Further, in the step S6, the expertise of the expert opinion is manually confirmed after the big data is reviewed, the manually confirmed subject is the expert participating in the review, and the expertise of the expert opinion can be determined by the contribution of a single expert to the project.
Further, in the step S6, the comprehensive score value of the expert corresponding to the difference between the review budget and the final purchase price, and the difference between the review budget and the audit settlement price is generated by laterally comparing the relative values of the individual item and the plurality of experts.
Further, in the step S6, the review work participates in the comprehensive judgment of the comprehensive score of the expert corresponding to the activity generating part according to the reject ratio and the check-in late condition.
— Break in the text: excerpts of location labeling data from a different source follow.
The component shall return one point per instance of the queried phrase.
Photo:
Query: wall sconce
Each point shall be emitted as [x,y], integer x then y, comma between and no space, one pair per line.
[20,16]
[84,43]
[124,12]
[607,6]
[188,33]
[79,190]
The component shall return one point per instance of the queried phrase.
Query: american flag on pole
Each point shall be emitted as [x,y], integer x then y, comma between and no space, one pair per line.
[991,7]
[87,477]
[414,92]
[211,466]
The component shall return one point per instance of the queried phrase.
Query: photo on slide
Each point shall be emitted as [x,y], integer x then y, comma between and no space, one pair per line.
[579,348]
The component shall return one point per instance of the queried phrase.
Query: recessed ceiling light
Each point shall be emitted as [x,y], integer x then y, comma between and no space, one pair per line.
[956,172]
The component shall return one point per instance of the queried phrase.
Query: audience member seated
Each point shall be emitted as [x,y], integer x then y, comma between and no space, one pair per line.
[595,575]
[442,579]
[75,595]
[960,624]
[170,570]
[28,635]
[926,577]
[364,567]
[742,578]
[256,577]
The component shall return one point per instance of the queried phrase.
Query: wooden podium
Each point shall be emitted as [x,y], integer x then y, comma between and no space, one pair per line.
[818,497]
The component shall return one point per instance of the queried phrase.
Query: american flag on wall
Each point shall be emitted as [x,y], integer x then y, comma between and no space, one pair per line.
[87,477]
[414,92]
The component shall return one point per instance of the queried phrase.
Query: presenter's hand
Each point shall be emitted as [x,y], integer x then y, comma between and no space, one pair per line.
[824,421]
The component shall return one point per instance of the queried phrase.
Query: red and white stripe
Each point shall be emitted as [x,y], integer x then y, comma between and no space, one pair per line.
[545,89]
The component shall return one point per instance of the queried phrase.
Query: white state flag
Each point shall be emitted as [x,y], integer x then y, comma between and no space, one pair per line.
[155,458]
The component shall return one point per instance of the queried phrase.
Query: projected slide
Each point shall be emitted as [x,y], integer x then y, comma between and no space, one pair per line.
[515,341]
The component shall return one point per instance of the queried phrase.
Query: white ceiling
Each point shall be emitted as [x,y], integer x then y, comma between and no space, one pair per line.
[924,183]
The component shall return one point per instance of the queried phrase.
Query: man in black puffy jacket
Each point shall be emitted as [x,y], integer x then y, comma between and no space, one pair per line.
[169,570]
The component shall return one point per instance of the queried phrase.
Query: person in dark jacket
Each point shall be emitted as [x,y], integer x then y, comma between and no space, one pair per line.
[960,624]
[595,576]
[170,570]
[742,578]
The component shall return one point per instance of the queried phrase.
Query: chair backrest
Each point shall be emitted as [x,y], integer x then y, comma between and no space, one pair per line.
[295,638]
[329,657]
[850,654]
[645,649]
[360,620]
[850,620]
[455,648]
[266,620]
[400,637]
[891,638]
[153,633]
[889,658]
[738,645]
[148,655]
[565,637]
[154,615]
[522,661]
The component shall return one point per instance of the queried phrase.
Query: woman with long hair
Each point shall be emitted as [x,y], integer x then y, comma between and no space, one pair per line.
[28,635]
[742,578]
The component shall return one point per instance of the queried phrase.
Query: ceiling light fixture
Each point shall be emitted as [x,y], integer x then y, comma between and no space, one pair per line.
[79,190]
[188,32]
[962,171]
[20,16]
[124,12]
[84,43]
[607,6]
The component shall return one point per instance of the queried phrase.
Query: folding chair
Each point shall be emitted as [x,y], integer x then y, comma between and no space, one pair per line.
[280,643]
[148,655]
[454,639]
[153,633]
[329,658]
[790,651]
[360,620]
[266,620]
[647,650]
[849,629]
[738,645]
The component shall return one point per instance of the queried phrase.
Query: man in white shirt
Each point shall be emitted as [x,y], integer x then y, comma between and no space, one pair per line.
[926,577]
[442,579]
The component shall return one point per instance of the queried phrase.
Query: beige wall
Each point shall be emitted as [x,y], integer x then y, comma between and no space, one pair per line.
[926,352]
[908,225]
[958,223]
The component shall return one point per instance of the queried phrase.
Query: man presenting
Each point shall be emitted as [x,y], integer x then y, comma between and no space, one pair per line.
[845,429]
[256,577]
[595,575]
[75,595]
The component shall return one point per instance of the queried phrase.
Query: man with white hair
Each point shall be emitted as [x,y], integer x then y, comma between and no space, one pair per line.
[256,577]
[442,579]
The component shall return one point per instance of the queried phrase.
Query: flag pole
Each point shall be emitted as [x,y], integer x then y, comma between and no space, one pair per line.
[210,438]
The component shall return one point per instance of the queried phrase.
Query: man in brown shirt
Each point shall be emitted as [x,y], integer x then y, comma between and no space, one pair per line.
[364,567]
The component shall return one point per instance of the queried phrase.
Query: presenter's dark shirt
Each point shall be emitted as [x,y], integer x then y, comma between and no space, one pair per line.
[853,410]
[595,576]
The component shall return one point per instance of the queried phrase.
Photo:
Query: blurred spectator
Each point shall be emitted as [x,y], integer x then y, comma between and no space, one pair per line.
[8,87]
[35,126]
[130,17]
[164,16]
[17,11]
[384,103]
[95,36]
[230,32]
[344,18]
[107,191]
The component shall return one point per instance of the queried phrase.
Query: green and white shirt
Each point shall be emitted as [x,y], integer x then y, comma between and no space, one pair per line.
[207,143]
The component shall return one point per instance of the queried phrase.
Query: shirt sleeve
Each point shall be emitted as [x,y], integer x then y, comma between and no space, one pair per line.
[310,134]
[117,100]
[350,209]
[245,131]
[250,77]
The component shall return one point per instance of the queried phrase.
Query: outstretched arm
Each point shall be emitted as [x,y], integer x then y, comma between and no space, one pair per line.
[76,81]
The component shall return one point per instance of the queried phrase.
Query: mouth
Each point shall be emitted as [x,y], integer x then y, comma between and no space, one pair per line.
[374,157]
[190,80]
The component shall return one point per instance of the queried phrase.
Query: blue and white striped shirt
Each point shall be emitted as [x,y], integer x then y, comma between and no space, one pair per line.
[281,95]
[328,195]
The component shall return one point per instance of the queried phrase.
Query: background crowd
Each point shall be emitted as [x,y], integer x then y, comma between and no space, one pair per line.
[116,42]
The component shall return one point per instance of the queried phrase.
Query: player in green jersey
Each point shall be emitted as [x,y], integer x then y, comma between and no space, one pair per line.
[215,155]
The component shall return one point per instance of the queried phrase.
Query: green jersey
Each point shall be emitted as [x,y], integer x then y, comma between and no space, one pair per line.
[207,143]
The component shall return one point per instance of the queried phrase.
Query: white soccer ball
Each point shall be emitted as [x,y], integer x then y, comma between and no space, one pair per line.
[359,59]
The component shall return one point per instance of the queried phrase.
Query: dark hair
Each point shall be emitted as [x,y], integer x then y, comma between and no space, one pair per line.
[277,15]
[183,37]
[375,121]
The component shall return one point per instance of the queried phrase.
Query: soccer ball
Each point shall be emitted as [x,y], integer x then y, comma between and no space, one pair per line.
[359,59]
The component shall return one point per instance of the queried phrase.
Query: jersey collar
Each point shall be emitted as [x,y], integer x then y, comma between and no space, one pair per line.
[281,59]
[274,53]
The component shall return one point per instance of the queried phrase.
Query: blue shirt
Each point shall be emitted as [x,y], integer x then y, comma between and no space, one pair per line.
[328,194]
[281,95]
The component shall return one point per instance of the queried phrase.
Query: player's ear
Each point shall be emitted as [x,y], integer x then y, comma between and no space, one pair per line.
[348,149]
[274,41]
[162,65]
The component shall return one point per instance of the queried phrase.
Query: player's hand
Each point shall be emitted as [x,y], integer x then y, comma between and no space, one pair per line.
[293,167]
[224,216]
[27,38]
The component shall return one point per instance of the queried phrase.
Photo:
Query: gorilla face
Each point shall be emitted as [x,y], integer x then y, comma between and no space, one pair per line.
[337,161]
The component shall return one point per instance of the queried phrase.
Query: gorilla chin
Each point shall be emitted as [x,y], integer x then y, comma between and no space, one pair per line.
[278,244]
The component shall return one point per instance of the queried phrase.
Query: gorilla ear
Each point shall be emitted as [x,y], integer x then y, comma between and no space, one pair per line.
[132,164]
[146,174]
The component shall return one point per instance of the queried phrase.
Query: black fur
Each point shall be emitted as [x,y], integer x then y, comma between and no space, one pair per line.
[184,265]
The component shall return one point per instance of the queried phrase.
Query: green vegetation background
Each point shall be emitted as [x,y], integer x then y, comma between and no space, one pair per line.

Further, in the step S6, the number of persons involved in the expert is N, the manually confirmed score of the expert opinion expertise is a, the contribution value of the expert opinion expertise is a, the evaluation budget is B, the final purchase price is C, the audit settlement price is D, the number of names of the final purchase and audit settlement is C, the rejection ratio is E, the late time of the check-in late condition is T, the accumulated participation number of times of the expert is S, according to the formula 1:
wherein F is the value of the expertise of the expert opinion;
according to equation 2:
ΔBC i =|B i -C i |
wherein ΔBC i Evaluating the absolute value of the difference between the budget and the purchase price under different names for each expert, wherein the range of the coefficient i is 1 to c, and taking the delta BC i Minimum value is DeltaBC imin ,ΔBC imin Review budget for corresponding expert as BC imin
According to equation 3:
wherein G is the value of the difference between the expert review budget and the final purchase price;
according to equation 4:
ΔBD i =|B i -D i |
wherein, the absolute value of the difference between the budget and the audit settlement price under different names is reviewed for each expert, the range of the coefficient i is 1 to c, and the delta BD is taken i Minimum value is DeltaBD imin ,ΔBD imin The review budget of the corresponding expert is BD imin
According to equation 5:
wherein H is the value of the difference between the expert review budget and the audit settlement price;
according to equation 6:
where J is the extreme value of the work participation product and t is the sign-in late calculation coefficient.
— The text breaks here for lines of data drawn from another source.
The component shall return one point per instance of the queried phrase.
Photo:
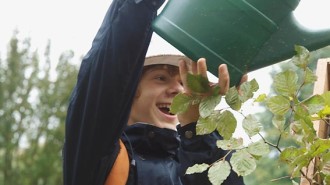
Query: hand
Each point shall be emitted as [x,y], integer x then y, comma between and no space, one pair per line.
[200,68]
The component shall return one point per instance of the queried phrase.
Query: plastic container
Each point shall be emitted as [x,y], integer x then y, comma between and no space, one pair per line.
[246,35]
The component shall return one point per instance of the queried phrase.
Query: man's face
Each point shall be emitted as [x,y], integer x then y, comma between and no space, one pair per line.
[157,88]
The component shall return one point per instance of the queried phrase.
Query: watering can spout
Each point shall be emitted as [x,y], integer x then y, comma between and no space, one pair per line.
[279,46]
[244,34]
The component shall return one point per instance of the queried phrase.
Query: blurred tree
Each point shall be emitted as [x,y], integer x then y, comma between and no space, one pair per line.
[33,103]
[269,171]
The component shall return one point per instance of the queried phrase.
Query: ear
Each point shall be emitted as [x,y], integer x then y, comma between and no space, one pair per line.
[137,93]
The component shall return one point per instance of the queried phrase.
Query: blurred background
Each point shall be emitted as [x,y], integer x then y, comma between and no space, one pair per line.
[41,46]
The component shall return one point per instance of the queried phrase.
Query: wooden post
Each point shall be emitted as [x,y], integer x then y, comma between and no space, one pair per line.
[321,85]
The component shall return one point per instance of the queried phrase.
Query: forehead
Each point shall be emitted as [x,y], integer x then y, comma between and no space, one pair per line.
[173,70]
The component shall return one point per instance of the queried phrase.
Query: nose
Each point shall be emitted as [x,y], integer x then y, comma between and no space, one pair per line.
[175,87]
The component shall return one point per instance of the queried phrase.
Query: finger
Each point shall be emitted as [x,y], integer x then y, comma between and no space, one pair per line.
[193,67]
[243,79]
[224,78]
[183,68]
[202,67]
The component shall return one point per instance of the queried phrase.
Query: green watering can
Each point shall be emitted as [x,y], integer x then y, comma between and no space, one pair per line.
[244,34]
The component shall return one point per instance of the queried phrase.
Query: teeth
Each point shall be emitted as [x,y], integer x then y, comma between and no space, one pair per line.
[164,105]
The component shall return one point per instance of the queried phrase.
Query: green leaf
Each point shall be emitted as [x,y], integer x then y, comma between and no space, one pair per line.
[326,97]
[232,98]
[285,83]
[279,122]
[208,104]
[261,98]
[180,103]
[290,153]
[314,104]
[278,105]
[301,59]
[197,168]
[243,163]
[247,89]
[226,124]
[219,172]
[232,144]
[205,125]
[251,125]
[259,148]
[319,146]
[198,83]
[310,77]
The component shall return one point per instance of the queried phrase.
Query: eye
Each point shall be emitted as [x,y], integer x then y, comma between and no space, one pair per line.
[161,78]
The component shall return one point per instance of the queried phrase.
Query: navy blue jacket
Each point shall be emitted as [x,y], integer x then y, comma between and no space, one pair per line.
[101,100]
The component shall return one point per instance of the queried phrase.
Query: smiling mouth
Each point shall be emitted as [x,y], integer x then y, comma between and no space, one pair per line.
[165,108]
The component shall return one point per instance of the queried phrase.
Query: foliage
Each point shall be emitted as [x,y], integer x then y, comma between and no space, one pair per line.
[33,101]
[292,117]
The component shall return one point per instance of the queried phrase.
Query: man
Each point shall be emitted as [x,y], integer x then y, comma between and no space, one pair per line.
[121,104]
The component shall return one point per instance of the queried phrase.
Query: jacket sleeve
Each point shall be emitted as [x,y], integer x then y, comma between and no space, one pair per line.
[197,149]
[100,103]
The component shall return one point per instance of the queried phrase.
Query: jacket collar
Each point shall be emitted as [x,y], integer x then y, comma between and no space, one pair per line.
[148,140]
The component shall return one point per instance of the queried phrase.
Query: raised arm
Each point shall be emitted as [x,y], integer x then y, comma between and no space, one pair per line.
[107,80]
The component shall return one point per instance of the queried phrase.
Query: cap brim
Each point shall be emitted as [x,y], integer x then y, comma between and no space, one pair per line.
[174,61]
[165,59]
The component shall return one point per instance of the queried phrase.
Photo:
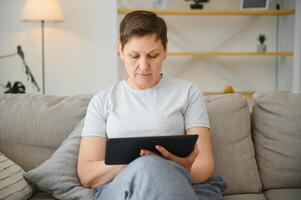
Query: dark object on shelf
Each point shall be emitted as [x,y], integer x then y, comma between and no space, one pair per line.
[18,87]
[198,4]
[261,38]
[261,47]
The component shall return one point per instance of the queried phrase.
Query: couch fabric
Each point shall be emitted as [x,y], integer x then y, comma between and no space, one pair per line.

Further, in the step S6, the value of the expertise degree of the expert opinion is F, the value of the difference between the expert review budget and the final purchase price is G, the value of the difference between the expert review budget and the audit settlement price is H, the value of the work participation activity degree is J, and the method is according to the formula 7:
wherein Z is the comprehensive scoring value of the expert, f is the weight coefficient of the expert opinion specialty, g is the weight coefficient of the difference between the expert review budget and the final purchase price, h is the weight coefficient of the difference between the expert review budget and the audit settlement price, and j is the weight coefficient of the extreme work participation product.
Further, in the step S8, the number of the final purchase and audit settlement is c, the number of the final purchase and audit settlement is m, the number of the final purchase and audit settlement is taken by different suppliers or original manufacturers, the number of the expert accumulated participation times is S, and the method is based on the public
Formula 8:
wherein alpha is the value of the selected weight, m i C, accounting for the final purchase and audit settlement of the number of names of different suppliers or original vendors each time i The number of items settled for each final purchase and audit.
Compared with the prior art, the invention has the following beneficial effects: according to the method, basic information of the expert is initialized and modeled, a label system and an additional reserved remark field corresponding to the expert are generated, the label system information is input into an expert library, recommended experts and alternative experts which accord with actual conditions are obtained from the expert library through manual and systematic screening, and then the expertise of the expertise in the review is fed back and supervised, wherein the factors of the effect feedback comprise expertise of the expertise, difference between review budget and final purchase price of the expertise, difference between review budget and audit settlement price and working participation volume, and therefore, the expertise in the expert library is scored and further sequenced.
Drawings
The accompanying drawings are included to provide a further understanding of the invention and are incorporated in and constitute a part of this specification, illustrate the invention and together with the embodiments of the invention, serve to explain the invention. In the drawings:
FIG. 1 is a schematic flow diagram of the present invention;
FIG. 2 is a schematic view of area A of FIG. 1;
FIG. 3 is a schematic view of region C of FIG. 1;
FIG. 4 is a schematic view of region B of FIG. 1;
Detailed Description
The following description of the embodiments of the present invention will be made clearly and completely with reference to the accompanying drawings, in which it is apparent that the embodiments described are only some embodiments of the present invention, but not all embodiments. All other embodiments, which can be made by those skilled in the art based on the embodiments of the invention without making any inventive effort, are intended to be within the scope of the invention.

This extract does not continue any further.